Are you sure CLERIHEW’s not an antihistamine? I thought for sure a [Bridge defender] was a NEST … like someone in a Crow’s NEST … you know, defending the “bridge” of the ship … from, I don’t know, ROCs and other airborne menaces. Ships have “bridges,” right? Or is that just spaceships?
rp
re: timeliness. that’s one of the advantages of the web, no? when I edited the NYT xword books, I would go through and change any now-obsolete clues (Clinton Attorney General = RENO, say) to up-to-date versions. Ideally, new forms that wouldn’t then again go out of date in a couple years as the books should hopefully be on the shelf for some time.
It occurs to me that the Web offers similar advantages. An online crossword publisher could simply check through their database of clues every now and then (whenever it occurs to them that a commonly used clue is now out of date) and update as necessary, changing, say, the team affiliations of players who’ve been traded in the clues, so that the puzzles, which remain live for new solvers to encounter, are forever up to date….
Since Adele was my mother’s name, I doubt I’ll ever think it obscure. Nice to see it come into vogue, however. I don’t get 18D at all – wtf???
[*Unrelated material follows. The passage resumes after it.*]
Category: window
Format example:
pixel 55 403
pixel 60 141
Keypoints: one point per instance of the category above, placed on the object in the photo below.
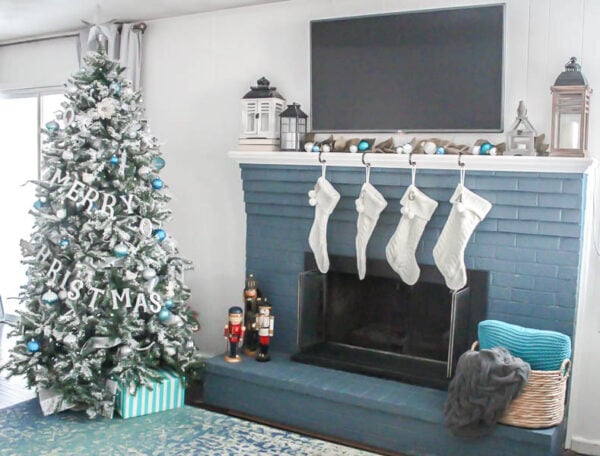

JannieB — Teenage Mutant Ninja Turtles. As opposed to CHUDs (cannibalistic humanoid underground dsomethings)
You bet Wilco and Ryan are not marketed to fogeys. The clue and answer were gibberish.
“Googling answers (and Googling entries for clue writing, for that matter) has became an acceptable practice.” By whom? I used to constrain myself to using pen for the Sat. Times. The convenience of online puzzles (my hands no longer smudged with newsprint, for one) has caused me to fall from grace in that respect. But I draw the line at googling. If I have to google to solve a puzzle, I count it as a fail.
Which may make me sound like a fogey, but I had no trouble with 17A. TMNT was worth a chuckle too. I *knew* there was something about those names….
Was the irony intentional? You talk about timeliness in a puzzle that references Malone, Feist, Alexie, Jet Li, Jimmy Choo, Lou Piniella, Tina/Sarah (I still don’t know who that is), Wilco, Ryan Adams, Andy Samberg, TMNT, Jeter and Ortiz.
I would know “Astaire’s sister” as I am a big movie fan. I never watch baseball, so the three baseball references in this puzzle were all more of a stretch for me. They are in puzzles all the time, but I still needed crosses for each of them. One person’s “timeless” is another person’s “obscure.”
Jeff: I think the crossword form is eternal. I think we should strive to make them very modern, hence all the stuff from today.
@Karma – thanks. I’d forgotten all about the turtles. D’oh! And I agree with @Still Cerumin about 17A. Guess that makes me a fogey too.